FIRST MAN, THEN MACHINE

Computer-based voice recognition systems still have a long way to go before they compare with the processing capabilities of humans. On average, it is thought the human brain contains 30 billion neurons, each blessed with 10,000 connections in a layer of tissue little more than 2mm thick - so meaningful associations can be made at lightning speed.

While the phrase 'Let us pray' is self evident to most humans, to a mere PC it might equally be interpreted as 'Let us spray' without software capable of understanding the context. But for PCs to understand context, they need more processing power and, despite the advances of speech recognition systems, human brains are still believed to offer 106 times more processing power than 350MHz PCs.

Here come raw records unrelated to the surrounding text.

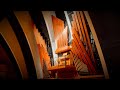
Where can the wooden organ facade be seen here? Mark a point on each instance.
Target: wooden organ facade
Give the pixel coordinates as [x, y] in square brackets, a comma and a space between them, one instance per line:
[79, 56]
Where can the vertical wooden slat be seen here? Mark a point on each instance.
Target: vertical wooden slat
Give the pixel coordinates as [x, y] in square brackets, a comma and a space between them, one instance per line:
[89, 63]
[77, 22]
[88, 39]
[97, 44]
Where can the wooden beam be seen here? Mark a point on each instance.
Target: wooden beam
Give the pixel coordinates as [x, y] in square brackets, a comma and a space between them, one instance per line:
[97, 44]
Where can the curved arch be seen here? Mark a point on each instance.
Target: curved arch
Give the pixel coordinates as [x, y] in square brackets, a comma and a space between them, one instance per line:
[11, 40]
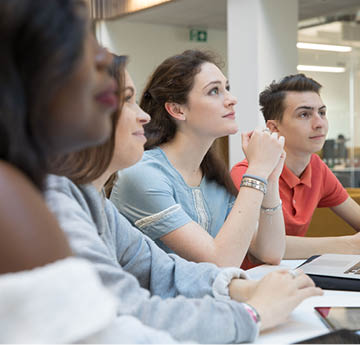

That said, it's estimated that in just 15 years from now computers will be so powerful that they will more than have surpassed humans in terms of their ability to grasp context and communicate.

IT'S GOOD TO TALK

Most speech recognition systems tend to be built around Windows NT, perhaps using the operating system as a front-end to back-end Unix or mainframe databases. But while Lernout & Hauspie arguably has an inside track on forthcoming releases of Windows software due to Microsoft chief executive Bill Gates' seven per cent stake in the company, it's an arrangement that doesn't work to the exclusion of all other ISVs.

IBM, for instance, also licenses third party use of its speech technology, including tools that support SAPI - Microsoft's speech recognition interface - so ISVs can integrate their own products with Windows applications while still using IBM's core engine. Similarly, products from Dragon and Dutch electronics giant Philips have been successfully integrated with Word, thanks to the widespread availability of SAPI tools.